Advertisement

My first AI attempt

Started by May 21, 2009 12:16 PM
13 comments, last by AlphaCoder 15 years, 6 months ago
I would like to make an AI that plays a very simple game: Rules: 19x19 grid. players take turn placing pieces on the board subject to the following conditions: -first piece gets placed in center -subsequent pieces must be placed horizontally, vertically, or diagonally adjacent to another already-placed piece -5 in a row wins You could call this a Gomoku variant.. with the modification that pieces must be placed adjacent to others. My question: What would be the best way to implement an engine for this game in terms of playing strength? -neural network approach? -straightforward minimax approach either way what types of scoring should i use? simple +1 for player1 win, -1 for player2 win, 0 for no win yet? would there be any better ways for evaluating positions, like looking for lots of 4-in-a-row's or lots of 3-in-a-rows.. maybe giving them piece values like in chess: X points for a 3 in a row, X' points for a 3 in a row only blocked on one end, X'' points for a 3 in a row not blocked on any ends. etc. and these scores being the weights or "dna" for the genetics or neural networks of the engine. so many ideas are occuring to me, but the most important problem i'm having is that i have no way of knowing or even.. making an educated guess as to which method would lead to the best.. or have a good chance of leading to the best results. Any help at all would be appreciated very much
http://www.sharpnova.com
Definitely minimax. You'll probably need an evaluation function that rewards open threats, as you were saying. You may benefit from some sort of quiescence search, but this is probably not trivial to get right. You can use extensions to look further into lines with forced moves.
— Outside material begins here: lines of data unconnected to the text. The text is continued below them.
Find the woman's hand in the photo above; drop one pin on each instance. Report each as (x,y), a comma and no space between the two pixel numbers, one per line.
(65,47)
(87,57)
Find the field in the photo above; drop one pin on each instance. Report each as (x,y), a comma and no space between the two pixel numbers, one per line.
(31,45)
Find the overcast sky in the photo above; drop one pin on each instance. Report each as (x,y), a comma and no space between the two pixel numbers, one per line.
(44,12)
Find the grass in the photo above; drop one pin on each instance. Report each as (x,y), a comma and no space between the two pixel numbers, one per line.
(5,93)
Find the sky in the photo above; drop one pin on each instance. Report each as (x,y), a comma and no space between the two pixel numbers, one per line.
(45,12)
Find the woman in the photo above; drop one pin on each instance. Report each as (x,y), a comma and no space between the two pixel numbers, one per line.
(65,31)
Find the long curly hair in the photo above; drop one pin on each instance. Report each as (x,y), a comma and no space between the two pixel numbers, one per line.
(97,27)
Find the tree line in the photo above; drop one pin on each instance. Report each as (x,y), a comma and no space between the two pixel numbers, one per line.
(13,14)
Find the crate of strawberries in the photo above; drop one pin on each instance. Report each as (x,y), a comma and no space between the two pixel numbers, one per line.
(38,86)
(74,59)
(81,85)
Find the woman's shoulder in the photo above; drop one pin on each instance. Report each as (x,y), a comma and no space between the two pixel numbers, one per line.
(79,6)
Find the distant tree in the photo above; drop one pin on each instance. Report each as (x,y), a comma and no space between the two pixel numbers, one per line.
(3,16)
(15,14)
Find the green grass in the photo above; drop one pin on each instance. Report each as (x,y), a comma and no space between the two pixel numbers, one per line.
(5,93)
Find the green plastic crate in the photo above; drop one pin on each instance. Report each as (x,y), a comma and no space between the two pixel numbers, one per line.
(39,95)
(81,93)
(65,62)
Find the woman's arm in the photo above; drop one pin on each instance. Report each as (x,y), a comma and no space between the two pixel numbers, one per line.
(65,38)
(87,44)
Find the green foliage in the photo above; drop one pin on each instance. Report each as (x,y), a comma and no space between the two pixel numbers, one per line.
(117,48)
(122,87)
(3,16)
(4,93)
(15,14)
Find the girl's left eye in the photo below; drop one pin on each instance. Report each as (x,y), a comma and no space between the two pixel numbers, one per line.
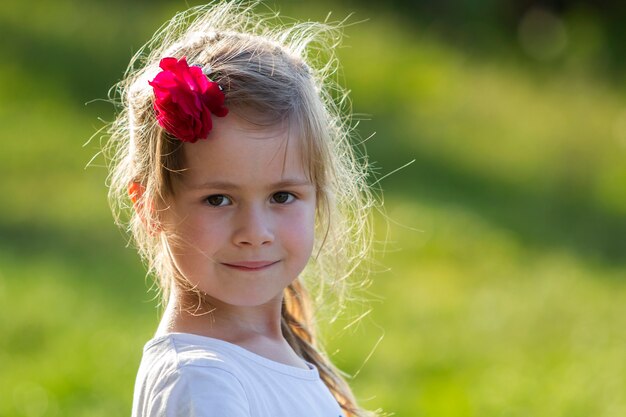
(217,200)
(283,197)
Go in small steps. Start with minimax and a random evaluation function if the game is not decided yet. Add alpha-beta pruning and some move order heuristic ("killer move" will probably work well). Add a hash table. Implement iterative deepening. Keep refining your evaluation function.

It's a never-ending project, but you can get a decent playing level quickly.
Advertisement
Minimax might get expensive pretty quickly. There's a way other than minimax to do this.

1) Traverse the grid. Check is to see if the square is open, if so you want to score it. Proceed to 2) else next node.

2) Check to see if any neighbors are occupied. If not, score = 0 or -999 or whatever. If so...

3) for each occupied neighbor, check to see if there is a forming line of yours or opponents in each of the 8 directions. If the line is 4, mark square as high priority. If line is 3, slightly less, etc. Note that this is cumulative for both sides. Blocking 2 sets of opponent's 3s is better than 1 set. Blocking 1 set of opponent's and adding a 4th onto one of your sets of 3's is better than doing either action alone.

4) After finishing the eval of all possible plays, you can rank the plays by the evaluated score and select (most rationally) the top scoring play. For difficulty tweaking, you can select from among the top n plays where n expands to create gradually dumber play. Doing this also increases game to game variety.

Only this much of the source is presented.